Sekulow, one of Trump’s attorneys who wrote the letter to Mueller, previously denied that the president had any involvement with the statement.
Sanders, the White House press secretary, said last August that Trump may have given suggestions on the statement “as any father would,” but denied that he dictated it.
The meeting, and any coordinated cover-up, has been one point of focusin Mueller’s probe into Russian meddling in the 2016 presidential election. The changing narrative surrounding those events is likely to raise new legal questions, despite the president’s lawyer’s assertions about obstruction of justice.
Giuliani, who joined Trump’s legal team in April, said on NBC’s “Meet the Press” on Sunday that Sekulow was “uninformed” when he originally denied Trump had anything to do with crafting the statement.
In appearances Sunday morning on NBC and ABC, Giuliani also used the shifting explanation surrounding the Trump Tower meeting to bolster his argument for why the president should not agree to an interview with Mueller.
“That’s the wisdom of not having a president testify,” he said. “It’s one thing to do it with a lawyer, it’s another to do it with your client.”
For months, Mueller’s team has sought a sit-down interview with Trump for his investigation.
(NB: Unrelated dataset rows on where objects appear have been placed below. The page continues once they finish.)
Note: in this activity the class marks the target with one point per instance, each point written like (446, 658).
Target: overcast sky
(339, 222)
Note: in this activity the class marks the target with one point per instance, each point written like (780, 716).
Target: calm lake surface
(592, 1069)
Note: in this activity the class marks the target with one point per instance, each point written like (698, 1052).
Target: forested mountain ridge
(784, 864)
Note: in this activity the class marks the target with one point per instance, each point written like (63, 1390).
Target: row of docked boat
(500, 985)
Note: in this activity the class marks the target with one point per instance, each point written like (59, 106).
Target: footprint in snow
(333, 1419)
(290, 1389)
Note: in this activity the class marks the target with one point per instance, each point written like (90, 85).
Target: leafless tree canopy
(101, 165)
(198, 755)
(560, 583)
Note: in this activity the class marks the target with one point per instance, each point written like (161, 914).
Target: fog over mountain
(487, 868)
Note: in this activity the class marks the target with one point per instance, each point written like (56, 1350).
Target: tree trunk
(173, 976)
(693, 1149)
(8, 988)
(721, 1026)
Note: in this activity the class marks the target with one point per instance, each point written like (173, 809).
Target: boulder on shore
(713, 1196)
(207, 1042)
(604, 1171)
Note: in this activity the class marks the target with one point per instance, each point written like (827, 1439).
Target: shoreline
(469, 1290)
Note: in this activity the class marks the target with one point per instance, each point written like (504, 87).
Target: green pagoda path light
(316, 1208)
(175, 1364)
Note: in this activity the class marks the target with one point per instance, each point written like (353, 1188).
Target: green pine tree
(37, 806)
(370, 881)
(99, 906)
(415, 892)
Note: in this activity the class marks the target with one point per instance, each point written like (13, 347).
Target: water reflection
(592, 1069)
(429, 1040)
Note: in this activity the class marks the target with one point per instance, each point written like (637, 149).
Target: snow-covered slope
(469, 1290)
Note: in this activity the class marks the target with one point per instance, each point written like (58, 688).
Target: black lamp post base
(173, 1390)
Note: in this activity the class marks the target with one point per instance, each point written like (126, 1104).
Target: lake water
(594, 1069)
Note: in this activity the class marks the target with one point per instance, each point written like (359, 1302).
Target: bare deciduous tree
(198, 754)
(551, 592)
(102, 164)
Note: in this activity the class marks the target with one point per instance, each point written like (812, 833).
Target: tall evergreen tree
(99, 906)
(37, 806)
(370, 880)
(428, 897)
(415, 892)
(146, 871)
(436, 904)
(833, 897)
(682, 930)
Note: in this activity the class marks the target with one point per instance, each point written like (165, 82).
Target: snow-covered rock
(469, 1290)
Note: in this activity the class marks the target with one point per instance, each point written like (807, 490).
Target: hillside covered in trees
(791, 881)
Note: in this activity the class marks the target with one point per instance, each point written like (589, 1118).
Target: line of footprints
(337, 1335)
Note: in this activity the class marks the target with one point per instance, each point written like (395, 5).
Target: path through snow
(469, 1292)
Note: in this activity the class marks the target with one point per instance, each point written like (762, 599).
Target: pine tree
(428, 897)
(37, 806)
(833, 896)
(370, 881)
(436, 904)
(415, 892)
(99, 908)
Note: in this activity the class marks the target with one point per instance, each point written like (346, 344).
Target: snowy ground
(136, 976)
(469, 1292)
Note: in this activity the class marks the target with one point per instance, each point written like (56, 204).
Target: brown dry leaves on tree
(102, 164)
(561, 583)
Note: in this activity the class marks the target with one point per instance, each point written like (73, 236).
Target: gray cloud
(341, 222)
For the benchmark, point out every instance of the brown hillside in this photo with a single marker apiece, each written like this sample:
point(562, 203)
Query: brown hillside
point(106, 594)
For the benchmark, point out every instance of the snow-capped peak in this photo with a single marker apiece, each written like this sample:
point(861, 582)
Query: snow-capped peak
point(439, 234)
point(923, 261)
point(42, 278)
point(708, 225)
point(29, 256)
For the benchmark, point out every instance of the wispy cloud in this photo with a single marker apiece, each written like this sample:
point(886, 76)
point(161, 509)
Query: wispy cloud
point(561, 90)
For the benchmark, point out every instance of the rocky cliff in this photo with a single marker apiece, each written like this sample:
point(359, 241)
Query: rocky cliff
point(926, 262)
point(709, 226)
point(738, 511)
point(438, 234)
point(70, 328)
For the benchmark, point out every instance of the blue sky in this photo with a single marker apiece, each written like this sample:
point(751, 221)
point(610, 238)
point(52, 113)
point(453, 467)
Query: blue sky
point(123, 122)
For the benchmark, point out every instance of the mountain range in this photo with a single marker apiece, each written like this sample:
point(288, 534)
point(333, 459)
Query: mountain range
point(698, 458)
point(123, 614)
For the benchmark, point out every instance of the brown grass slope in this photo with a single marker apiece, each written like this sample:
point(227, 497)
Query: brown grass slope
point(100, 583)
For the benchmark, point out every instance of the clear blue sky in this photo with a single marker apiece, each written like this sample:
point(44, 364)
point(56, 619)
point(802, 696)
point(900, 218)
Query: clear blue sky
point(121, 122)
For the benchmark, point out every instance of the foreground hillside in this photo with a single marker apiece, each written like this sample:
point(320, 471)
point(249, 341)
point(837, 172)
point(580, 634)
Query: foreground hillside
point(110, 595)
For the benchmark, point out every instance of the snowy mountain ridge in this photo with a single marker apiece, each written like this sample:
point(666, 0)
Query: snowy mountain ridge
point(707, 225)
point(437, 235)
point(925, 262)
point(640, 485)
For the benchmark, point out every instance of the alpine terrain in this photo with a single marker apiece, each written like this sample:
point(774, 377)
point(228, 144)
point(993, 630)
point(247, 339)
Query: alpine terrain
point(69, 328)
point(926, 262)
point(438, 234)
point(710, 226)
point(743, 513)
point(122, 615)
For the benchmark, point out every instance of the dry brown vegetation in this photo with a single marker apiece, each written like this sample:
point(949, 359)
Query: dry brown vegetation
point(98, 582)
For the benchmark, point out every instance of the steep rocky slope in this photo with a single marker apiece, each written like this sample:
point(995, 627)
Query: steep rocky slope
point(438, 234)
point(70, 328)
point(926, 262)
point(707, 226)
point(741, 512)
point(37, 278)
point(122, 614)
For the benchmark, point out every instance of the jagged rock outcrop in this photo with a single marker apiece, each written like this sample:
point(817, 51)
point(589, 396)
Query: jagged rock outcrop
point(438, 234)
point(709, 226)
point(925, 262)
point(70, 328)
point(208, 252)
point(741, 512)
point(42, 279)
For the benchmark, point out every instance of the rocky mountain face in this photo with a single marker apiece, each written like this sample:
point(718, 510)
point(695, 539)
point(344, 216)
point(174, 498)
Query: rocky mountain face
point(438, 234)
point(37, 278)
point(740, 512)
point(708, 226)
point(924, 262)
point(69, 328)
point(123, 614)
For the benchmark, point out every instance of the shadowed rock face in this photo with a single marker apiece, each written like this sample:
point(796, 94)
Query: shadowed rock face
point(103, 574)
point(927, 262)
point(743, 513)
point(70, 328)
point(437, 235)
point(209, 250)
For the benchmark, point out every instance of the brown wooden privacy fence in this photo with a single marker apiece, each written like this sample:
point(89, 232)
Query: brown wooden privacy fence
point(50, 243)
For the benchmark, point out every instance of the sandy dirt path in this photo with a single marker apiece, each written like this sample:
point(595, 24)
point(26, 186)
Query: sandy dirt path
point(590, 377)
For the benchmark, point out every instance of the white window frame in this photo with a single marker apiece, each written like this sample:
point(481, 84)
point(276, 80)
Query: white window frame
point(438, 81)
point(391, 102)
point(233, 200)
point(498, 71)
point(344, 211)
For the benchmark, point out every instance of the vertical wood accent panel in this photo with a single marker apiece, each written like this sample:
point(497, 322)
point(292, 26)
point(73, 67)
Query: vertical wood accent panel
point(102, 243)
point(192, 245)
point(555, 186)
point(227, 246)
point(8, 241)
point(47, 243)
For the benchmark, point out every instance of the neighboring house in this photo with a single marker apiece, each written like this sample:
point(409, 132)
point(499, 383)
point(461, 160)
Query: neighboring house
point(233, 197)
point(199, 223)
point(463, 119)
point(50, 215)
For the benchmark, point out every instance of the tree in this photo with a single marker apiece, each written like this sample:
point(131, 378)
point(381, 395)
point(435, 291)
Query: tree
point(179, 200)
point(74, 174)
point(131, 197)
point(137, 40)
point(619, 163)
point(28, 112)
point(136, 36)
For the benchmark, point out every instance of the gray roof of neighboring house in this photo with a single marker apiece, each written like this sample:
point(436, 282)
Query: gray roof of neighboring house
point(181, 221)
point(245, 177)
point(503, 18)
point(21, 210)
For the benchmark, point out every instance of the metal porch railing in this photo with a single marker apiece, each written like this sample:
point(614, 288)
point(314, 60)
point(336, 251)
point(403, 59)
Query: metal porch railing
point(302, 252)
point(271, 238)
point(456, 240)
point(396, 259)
Trump’s legal team has sought to quell the possibility, fearing that he could be charged with lying to investigators or that prosecutors could seek to use the president’s words against him.
Corey Lewandowski, who worked as Trump’s campaign manager at the time of the meeting — though he did not attend — was not asked about the statement during an interview on “Fox News Sunday.”
House Majority Leader Kevin McCarthy (R-Calif.) avoided the subject entirely when asked whether he’s bothered that the White House lied about Trump’s involvement in the aftermath of the meeting.
Instead, he renewed calls for an expedited conclusion to Mueller’s probe if no evidence of collusion between the Trump campaign and Russia is found.
“What I am really concerned about is, look at what our economic numbers are. Look at North Korea’s meeting going through. Look at the trade discussions we are having. And this is the No. 1 question we are following through?” McCarthy said on CNN.
“Let them walk through their investigation,” he added. “But I think, if there is no collusion, it’s time to wind this down,” he added.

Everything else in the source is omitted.